Calculate Areas of Squares, Rectangles, Triangles,
Parallelograms and Trapezoids - Grade 6

Grade 6 examples and questions to calculate areas of rectangles, squares, triangles, parallelograms and trapezoids with detailed solutions and explanations are presented.

Formulas to Calculate Areas

The formulas to calculate the areas of rectangles, squares, triangles, parallelograms and trapezoids are presented.

area of rectangle.

Rectangle: Area = L × W

area of square.

Square: Area = S × S = S 2

area of triangle.

Triangle: Area = (1 / 2) × H × B

area of parallelogram.

Parallelogram: Area = L × H

area of trapezoid .

Trapezoid: Area = (1 / 2) × H × (B1 + B2)

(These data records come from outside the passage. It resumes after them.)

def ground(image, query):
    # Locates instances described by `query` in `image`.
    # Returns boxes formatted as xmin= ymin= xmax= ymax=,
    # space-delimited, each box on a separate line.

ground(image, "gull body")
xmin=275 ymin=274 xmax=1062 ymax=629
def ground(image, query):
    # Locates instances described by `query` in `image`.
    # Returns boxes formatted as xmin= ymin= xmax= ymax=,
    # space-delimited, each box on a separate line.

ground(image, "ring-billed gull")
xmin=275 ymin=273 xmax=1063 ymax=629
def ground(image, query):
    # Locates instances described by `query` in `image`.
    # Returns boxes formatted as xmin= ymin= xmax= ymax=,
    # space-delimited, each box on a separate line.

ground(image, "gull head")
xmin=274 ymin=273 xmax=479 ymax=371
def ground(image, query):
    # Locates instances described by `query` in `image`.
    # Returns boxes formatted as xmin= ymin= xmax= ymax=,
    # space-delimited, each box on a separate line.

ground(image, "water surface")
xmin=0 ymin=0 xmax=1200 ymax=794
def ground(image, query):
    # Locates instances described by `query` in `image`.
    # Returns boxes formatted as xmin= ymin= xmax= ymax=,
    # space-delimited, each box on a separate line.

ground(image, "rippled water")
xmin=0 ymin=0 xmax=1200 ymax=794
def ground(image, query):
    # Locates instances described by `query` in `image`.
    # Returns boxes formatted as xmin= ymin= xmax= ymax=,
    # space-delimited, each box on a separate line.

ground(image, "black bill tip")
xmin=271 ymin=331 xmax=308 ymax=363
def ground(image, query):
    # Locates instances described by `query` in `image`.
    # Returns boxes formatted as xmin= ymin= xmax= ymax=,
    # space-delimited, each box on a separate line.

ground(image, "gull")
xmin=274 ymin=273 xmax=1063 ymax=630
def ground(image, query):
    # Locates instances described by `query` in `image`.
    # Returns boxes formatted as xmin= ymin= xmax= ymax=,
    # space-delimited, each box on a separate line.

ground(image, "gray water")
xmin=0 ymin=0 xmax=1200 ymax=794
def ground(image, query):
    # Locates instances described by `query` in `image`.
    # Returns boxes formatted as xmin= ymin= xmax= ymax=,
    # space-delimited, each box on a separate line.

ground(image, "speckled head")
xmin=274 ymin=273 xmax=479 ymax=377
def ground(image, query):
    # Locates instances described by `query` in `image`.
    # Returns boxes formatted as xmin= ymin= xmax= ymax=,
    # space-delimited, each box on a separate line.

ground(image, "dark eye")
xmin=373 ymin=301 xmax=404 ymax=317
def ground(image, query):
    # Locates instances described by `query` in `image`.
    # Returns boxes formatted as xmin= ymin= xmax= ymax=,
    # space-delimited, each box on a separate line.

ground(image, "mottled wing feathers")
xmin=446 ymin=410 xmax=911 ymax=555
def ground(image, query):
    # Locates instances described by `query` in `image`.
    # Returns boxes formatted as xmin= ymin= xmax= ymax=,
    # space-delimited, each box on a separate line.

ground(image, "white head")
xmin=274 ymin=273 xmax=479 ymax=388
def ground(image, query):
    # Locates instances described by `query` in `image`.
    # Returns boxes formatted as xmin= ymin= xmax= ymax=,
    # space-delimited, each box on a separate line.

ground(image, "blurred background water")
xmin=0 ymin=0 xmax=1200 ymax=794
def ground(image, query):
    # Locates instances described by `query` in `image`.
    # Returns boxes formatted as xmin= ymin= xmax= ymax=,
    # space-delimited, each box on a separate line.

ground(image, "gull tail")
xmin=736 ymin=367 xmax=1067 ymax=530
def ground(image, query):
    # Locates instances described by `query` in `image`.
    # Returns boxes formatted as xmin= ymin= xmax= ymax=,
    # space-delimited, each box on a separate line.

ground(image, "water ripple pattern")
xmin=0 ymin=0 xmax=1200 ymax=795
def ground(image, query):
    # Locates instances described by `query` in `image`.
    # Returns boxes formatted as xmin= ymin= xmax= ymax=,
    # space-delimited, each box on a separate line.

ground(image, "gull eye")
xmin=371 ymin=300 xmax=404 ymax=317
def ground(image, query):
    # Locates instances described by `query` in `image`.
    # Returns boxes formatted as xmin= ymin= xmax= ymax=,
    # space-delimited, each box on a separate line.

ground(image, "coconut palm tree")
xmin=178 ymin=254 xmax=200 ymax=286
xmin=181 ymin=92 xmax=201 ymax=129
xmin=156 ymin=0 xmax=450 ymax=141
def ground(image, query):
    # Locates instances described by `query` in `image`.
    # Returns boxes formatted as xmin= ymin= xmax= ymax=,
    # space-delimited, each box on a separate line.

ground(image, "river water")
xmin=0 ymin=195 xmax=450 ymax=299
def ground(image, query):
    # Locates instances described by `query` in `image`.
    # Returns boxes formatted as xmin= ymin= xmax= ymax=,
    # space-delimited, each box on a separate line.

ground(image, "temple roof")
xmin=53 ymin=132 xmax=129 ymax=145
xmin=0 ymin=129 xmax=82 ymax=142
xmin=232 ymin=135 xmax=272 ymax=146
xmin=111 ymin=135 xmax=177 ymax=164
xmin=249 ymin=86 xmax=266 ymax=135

    Answer the Following Questions

  1. Use the grid to determine the dimensions of the figures below and then use the formulas to calculate their areas.

    area of different figures .

  2. Determine the dimensions of the figures below and then calculate their areas.

    area of more different figures .

Solutions to the Above Problems

  1. Solution

    We first determne the dimensions needed to calculate the area then use the formulas for each figure.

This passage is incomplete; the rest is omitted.